Mr. Nelson draws extensively on Mr. Davis’s own words, voiced in the film by actor Carl Lumbly, and interviews with friends from the musician’s childhood and youth as well as those who knew him later in life.
As the son of a dentist in East St. Louis, Ill., Mr. Davis’s affluent upbringing did not shield him from learning the hard lessons of segregation — the white community was “racist to the bone,” in his words — and witnessing domestic abuse between his parents that likely influenced his own violence against women later in life.
In New York city, still a teenager, he studied music at the Juilliard School by day and played the 52nd street bebop clubs by night with stars like Charlie Parker and Dizzy Gillespie, whom he had met playing in Billy Eckstine’s band.
“I wanted to see what was going on in all of music,” Mr. Davis says, in Lumbly’s voice.
He also learned he hadn’t left bone-deep racism behind in Illinois, the night he was attacked (and then arrested) by New York policemen outside the club he was headlining. It was 1959, a few months after he recorded the monumental album Kind of Blue, and his offense was refusing to “move along” while taking a cigarette break between sets.
Photo montages — including a shocking series from the jail that night — and film clips help set the scene for each phase of the film, balanced with recent interviews. After a young Walter Cronkite smilingly mentions “the musical noise called ‘jazz,’” in the 1940s, modern music writer Greg Tate reframes the terms: “Bebop musicians were rocket scientists. It was developed by some serious sound physicists.”
Exploring the bounds of sonic space, Mr. Davis broke more barriers than any musician of his time, evolving from a big-band sideman to a pathmaking leader whose work continued to move ahead until his death at 65 in 1991.
“If anybody wants to keep creating, they have to be about change,” he wrote.
Along the way, Miles Davis: Birth of the Cool gives viewers unprecedented access to his life and career.
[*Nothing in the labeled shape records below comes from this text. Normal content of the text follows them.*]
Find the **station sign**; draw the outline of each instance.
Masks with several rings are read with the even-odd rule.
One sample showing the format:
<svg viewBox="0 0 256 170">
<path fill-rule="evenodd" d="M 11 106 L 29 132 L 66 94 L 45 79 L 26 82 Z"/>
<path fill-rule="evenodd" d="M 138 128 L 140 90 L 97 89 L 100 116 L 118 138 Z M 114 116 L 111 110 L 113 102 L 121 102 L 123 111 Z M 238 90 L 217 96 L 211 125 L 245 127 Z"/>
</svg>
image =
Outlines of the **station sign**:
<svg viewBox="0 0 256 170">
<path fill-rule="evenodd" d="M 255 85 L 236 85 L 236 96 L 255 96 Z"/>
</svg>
Columbia Records, which signed him to a long-term contract in 1955, documented their star with professional photography and filming during his recording sessions, and Mr. Nelson brings many of these images to the big screen for the first time.
It’s fascinating to watch Mr. Davis move from cool, classically-influenced modal jazz sessions, documented in black and white stills, to the electrified funk-rock of the Bitches Brew and On the Corner jams, captured in moving color. Even more color comes from interviews with musicians who have played with him, including Carlos Santana and Marcus Miller.
Women played a subordinate role in Mr. Davis’s life, but so did everyone else. Music “comes before everything,” in his words. Only one of his ex-wives, the first, Frances Taylor Davis, was willing to speak on camera, a few months before she died at 89 late last year.
A former dancer whose recollections appear at several points during the film, Ms. Taylor Davis quickly became the favorite of the Vineyard Haven audience, which erupted in applause every time she dimpled while mentioning her still-great legs.
But Ms. Taylor also described an increasingly controlling husband who forced her to drop out of the Broadway production of West Side Story and become a housewife, then later knocked her to the ground. Mr. Davis’s second marriage, to the much younger funk and soul singer Betty Mabry, lasted a year. His last, to actress Cicely Tyson, an ex-girlfriend from the 1960s, also ended in divorce.
Miles Davis: Birth of the Cool does not flinch at the artist’s violence, drug use or his general misanthropy. Unprintable epithets abound. His favorite endearment was a four-syllable curse word, something PBS will have to cope with when the documentary airs as part of the American Masters next year.
But he also moved music, not just jazz, consistently forward from the 1940s through the 1980s, leaving a recorded legacy that still astonishes with its freshness. For fans and the curious alike, Mr. Nelson’s documentary is a deep dive into what may always be bottomless waters.